- О?Флаэрти высказал умную мысль. Очень умную. Сэдовник... хм... в этом что-то есть...
Вошел официант с подносом горячего кофе, и дискуссия продолжилась.
Шанс пробивался к выходу через плотную толпу танцующих. В глазах у него до сих пор рябило от ярких люстр в зале, подносов с закусками в буфете, огромных букетов живых цветов, разноцветных бутылок и искрящихся хрустальных бокалов на столах. Он заметил где-то в толпе Йе-Йе, которую прижимал к себе высокий генерал, увешанный орденами. Фотографы обступили его со всех сторон, слепя вспышками, но Шанс прошел сквозь них, будто сквозь дым. Все вокруг было ненастоящим, совсем не таким, как в саду.
И сам себе Шанс казался ненастоящим, каким-то другим, незнакомым Шэнси Сэдовником, колеблющимся, как отражение в луже, по которой прохожий ударил тростью.

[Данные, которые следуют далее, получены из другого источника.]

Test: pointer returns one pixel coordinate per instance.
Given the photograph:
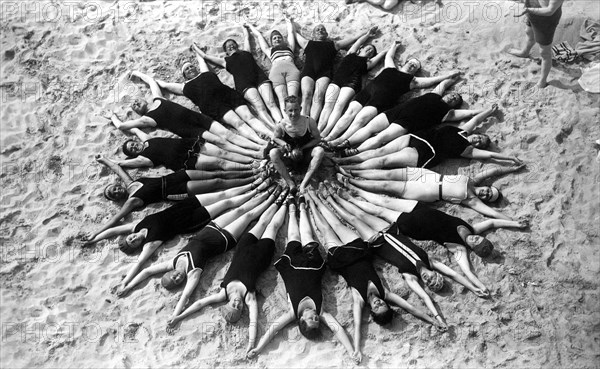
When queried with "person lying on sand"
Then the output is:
(217, 237)
(301, 267)
(320, 53)
(218, 101)
(381, 94)
(416, 114)
(428, 186)
(350, 256)
(428, 148)
(250, 80)
(186, 123)
(543, 17)
(186, 153)
(252, 256)
(175, 187)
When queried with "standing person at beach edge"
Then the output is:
(542, 19)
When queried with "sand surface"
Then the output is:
(63, 68)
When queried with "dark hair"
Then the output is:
(275, 32)
(292, 99)
(384, 317)
(308, 332)
(128, 152)
(226, 41)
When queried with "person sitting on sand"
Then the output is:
(184, 153)
(320, 53)
(175, 186)
(186, 123)
(419, 113)
(382, 93)
(350, 256)
(298, 137)
(428, 148)
(375, 227)
(425, 223)
(218, 101)
(347, 80)
(284, 74)
(250, 80)
(543, 17)
(301, 268)
(217, 237)
(252, 256)
(428, 186)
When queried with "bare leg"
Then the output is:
(342, 124)
(266, 91)
(253, 97)
(318, 97)
(317, 154)
(344, 98)
(331, 96)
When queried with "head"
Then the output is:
(453, 99)
(480, 245)
(367, 51)
(139, 105)
(189, 71)
(276, 38)
(232, 311)
(412, 66)
(173, 279)
(132, 243)
(292, 107)
(432, 279)
(488, 193)
(309, 324)
(115, 192)
(320, 33)
(380, 311)
(479, 141)
(230, 46)
(132, 148)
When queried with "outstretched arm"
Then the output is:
(339, 331)
(154, 87)
(176, 88)
(193, 278)
(281, 322)
(198, 305)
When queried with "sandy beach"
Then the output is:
(63, 71)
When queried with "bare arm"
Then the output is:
(176, 88)
(253, 314)
(198, 305)
(281, 322)
(154, 87)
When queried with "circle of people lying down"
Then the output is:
(227, 156)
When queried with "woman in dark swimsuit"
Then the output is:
(301, 268)
(183, 153)
(175, 187)
(250, 80)
(186, 123)
(347, 80)
(428, 148)
(252, 256)
(381, 94)
(320, 53)
(217, 237)
(350, 256)
(218, 101)
(284, 74)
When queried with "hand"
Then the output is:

Шанс пересек наконец зал, подгоняемый потоком холодного воздуха из открытого окна, и толкнул тяжелую стеклянную дверь. Снаружи был сад. На гибких ветвях показались свежие ростки, тугие бутоны налились соками. Сад был спокоен - казалось, что он заснул. Ночные облака пролетали в небе комками ваты и стирали пыль с лунного диска. Шелестела листва, и капли дождевой воды срывались с ветвей на землю. Ветер играл мокрой листвой и умирал в ней. В голове у Шанса было пусто, а на сердце - легко.
От переводчика
Человек удивительной судьбы - на редкость избитое словосочетание, просто штамп. Но о Ежи Косинском иначе и не скажешь. Менять страну и язык в век, когда в обиход ввели такие понятия, как "мировая война", "геноцид", "тоталитаризм", доводилось многим, слишком многим. В этом смысле Косинский, родившийся в Польше, но ставший признанным американским писателем, не столь уж и исключителен. Но если обратиться к подробностям его жизненного пути, то вспомнится, скорее, век XV: так напоминает это причудливое повествование с неожиданными поворотами и внезапными вмешательствами Провидения сюжет плутовского романа. А если взглянуть еще глубже - то и странствия хитроумного Одиссея.
Мальчик из Лодзи, онемевший в детстве и внезапно вновь обретший дар речи, молодой социолог под колпаком у госбезопасности, работающий лыжным инструктором, белый шофер у черного босса в Гарлеме, в одночасье превратившийся в мужа миллиардерши, человек, чудом уходивший не раз из-под носа у смерти для того, чтобы прийти к ней наконец по собственной воле, - все это Косинский. Свою автобиографию он так и не написал, хотя именно ее, казалось, было бы написать намного проще, чем любой роман.
"Being There" - так называется в оригинале представленная читателю повесть Косинского. Буквальный перевод ("Будучи там") не передает всех смыслов этой идиомы - ведь это еще и характеристика человека, у которого, выражаясь по-русски, "не все дома". Поэтому название пришлось изменить - с неизбежными потерями для авторского замысла.
Многие из читателей, возможно, видели поставленный по повести блестящий одноименный фильм Хола Эшби с Питером Селлерсом в главной роли. Им читать этот текст и проще и трудней: ведь зрительные образы обладают своей навязчивой энергетикой - они встают перед глазами, не спрашивая у нас позволения. Но и те, кто не видел кинокартины, думаю, испытали нечто вроде кинематографического переживания - настолько зрима и подвижна сухая и лаконичная проза Косинского.
Романами о святом простаке (вариант: чистом душой дикаре) изобилует европейская литература, да и не только она. Об этом можно говорить долго, особенно русским - с нашим хрестоматийным князем Мышкиным. В Америке эта мифологема обрела второе дыхание - достаточно вспомнить недавнего "Фореста Гампа" Уинстона Грума и фантастический успех поставленного по нему фильма. Очень уж соблазнительно для культуры вынесенного на знамя рационализма увидеть отражение - свое и мира - в зеркале, не замутненном социальными условностями и общепринятыми глупостями так называемого "здравого смысла". Но мало кто перед Косинским решался дойти до последнего предела - вывести простака еще и имбецилом в самом что ни на есть медицинском смысле этого слова. А ведь именно таков Шанс, герой "Садовника", - растение в теле джентльмена средних лет, волей обстоятельств вырванное из уютного сада и перенесенное в вашингтонский высший свет.
В повести (если не считать эпизодических персонажей) нет дурных людей есть люди обыкновенные, по-своему добрые и разумные, но как они глупо выглядят временами!
К. С. Льюис написал когда-то: "Рядом с богами мы выглядим уродами". Прибавим от себя, что рядом с дураками мы выглядим подчас полными идиотами.